Lin? Está melhor? – Lupus me perguntou.
S-sim. Muito melhor obrigada. – Eu estava exausta, tive dificuldades para responder.
Eu vou tomar um banho, se precisar de algo grite, ok? – Ele segurou meu pulso.
O-ok, não precisa se preocupar. – Eu sorri levemente, ele retribuiu e saiu do quarto.
Ouvi o barulho do chuveiro ligando e da água escorrendo, o barulho da água sempre me tranquilizava...
... Até aquele momento...
Uma dor tremenda brotou em meu peito, semelhante a que eu tinha sentido quando meu outro lado tentava me “possuir”. Meu coração parecia estar se dilacerando, mas eu não conseguia gritar, e muito menos me mover. Tudo logo se tornou preto, uma estranha energia tomou meu corpo e começou a controlá-lo.
Lupus PVO’s on
Estava no banho, mas estava preocupado e com um mal pressentimento.
– Acho que não deviria ter deixado ela sozinha... – Desliguei a água e peguei a toalha.
Senti um cheiro estranho, de queimado, vi uma luz estranha vindo da porta e fui ver o que era.
Eu não deveria tê-la deixado.
FOGO! A cabana estava em chamas! Corri até o quarto da Lin. Ela havia sumido... Pus uma roupa e fui acordar Azin e Edel, mas as porta dos seus quartos não abriam, rastejei por baixo da fumaça em direção a saída. Me joguei no chão, estava exausto. Todos estavam mortos por minha causa.

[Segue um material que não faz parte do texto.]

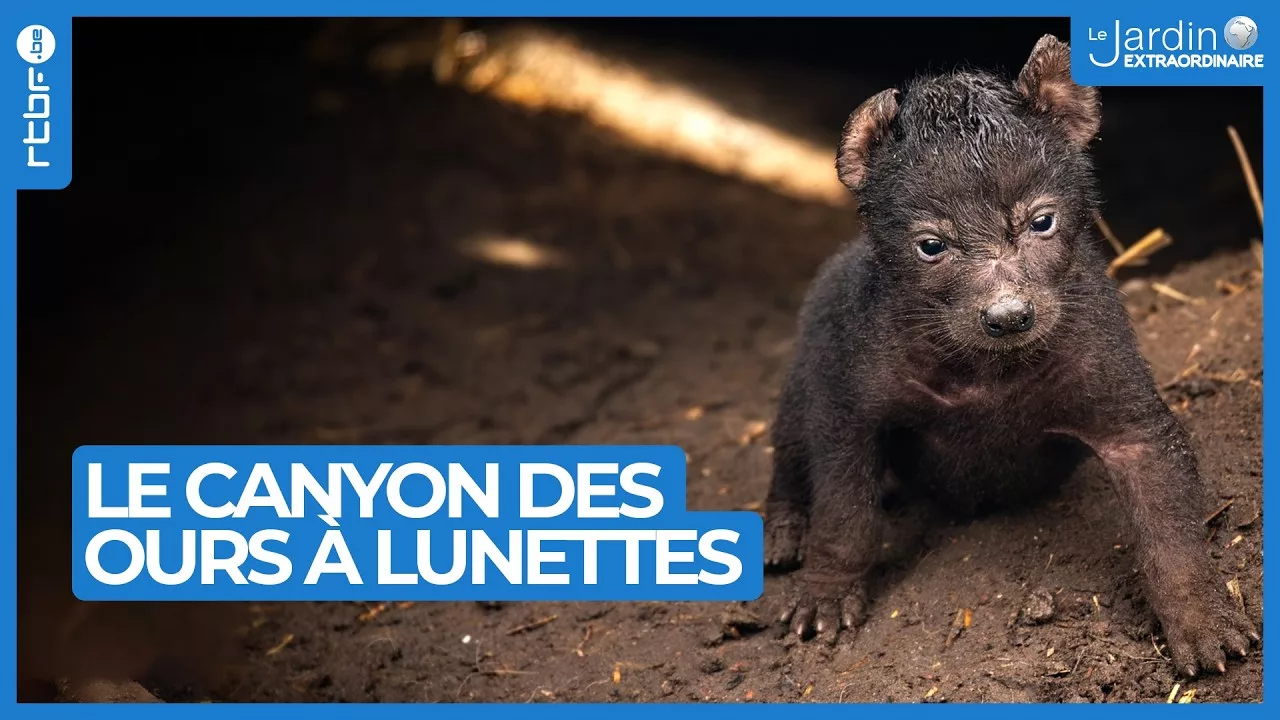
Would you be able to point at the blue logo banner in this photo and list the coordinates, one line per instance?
(1171, 46)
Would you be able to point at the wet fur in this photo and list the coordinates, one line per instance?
(894, 388)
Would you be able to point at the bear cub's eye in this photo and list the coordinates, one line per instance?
(931, 249)
(1043, 223)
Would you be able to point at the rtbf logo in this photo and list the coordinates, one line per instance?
(36, 45)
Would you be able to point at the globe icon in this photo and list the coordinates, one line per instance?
(1240, 32)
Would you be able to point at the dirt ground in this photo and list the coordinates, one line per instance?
(667, 318)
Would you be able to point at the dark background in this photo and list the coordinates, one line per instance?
(187, 131)
(222, 96)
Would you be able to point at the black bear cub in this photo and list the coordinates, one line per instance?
(970, 347)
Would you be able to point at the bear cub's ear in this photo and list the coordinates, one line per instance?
(1046, 82)
(865, 127)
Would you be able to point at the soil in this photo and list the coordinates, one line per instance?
(353, 318)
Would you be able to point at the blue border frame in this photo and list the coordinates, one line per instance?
(51, 12)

Foi quando vi algo no céu, tinha grandes asas negras e garras. Ele estava pairando sobre a cabana e destruindo tudo. Peguei minhas pistolas e comecei a atirar nele. Ele desviou de todas e veio em minha direção, agarrando o meu pescoço e me prendendo ao chão.
Era a Lin
Ela possuía tatuagens negras que iam dos braços até os ombros, e a pele delas estava mais acinzentada.
– L-Lin? – Respondi surpreso.
– Olha o que temos aqui! Lupus não é? Lin gritou muito o seu nome antes de eu aparecer. Bom... pelo menos tentou! – Ela gargalhou.
– Quem é você?
– Sou o outro lado dela. Mas eu já falei demais. Vamos acabar logo com isso!
Ela apontou as garras na direção do meu rosto, quando foi me perfurar segurei seu pulso e a joguei pra longe, levantei com dificuldade e juntei minhas pistolas que estavam no chão.
– Até que você não luta mal! Mas o que é isso...? – Ela olhou para minhas pistolas e se assustou. – Scarlet!
– Você conhece? Haha! Então você sabe o que essas belezinhas podem fazer com você. – Apontei as Scarlet pra ela.
– Se você pensa que vai me mandar para o inferno, está muito enganado! Tempestuosa!
Ventos negros vieram na minha direção, porém consegui desviar.
– É só isso que você tem? – Zombei e ela se enfureceu.
– VOCÊ QUER MEU MÁXIMO? ENTÃO VOCÊ VAI TER! OLHO DA TEMPESTADE! – Dessa vez o golpe acertou em cheio, me fez voar para longe e bati a cabeça em uma pedra. – Que peninha não é? Acho que você não conseguiu desviar desta vez...
– I-idiota...
– (gargalhada) Estou muito, “ofendida”!
– (pensamento) Eu não quero machucá-la, ela continua sendo a Lin, mas não tenho escolha. – Levantei e gritei com o resto da energia que me restava – Tormenta de tiros! – Uma fenda no espaço se abriu e lançou várias bala em sua direção.
– Mas o que... ARGH! – Ela caiu no chão, super machucada, as asas dela tinham perdido várias penas.
– Por que está fazendo isso? – Perguntei me aproximando dela.
– Você sabe o porquê... – Ela deu um sorriso macabro.
– Não pode ser...
– Isso mesmo! Você conhece “A profecia”.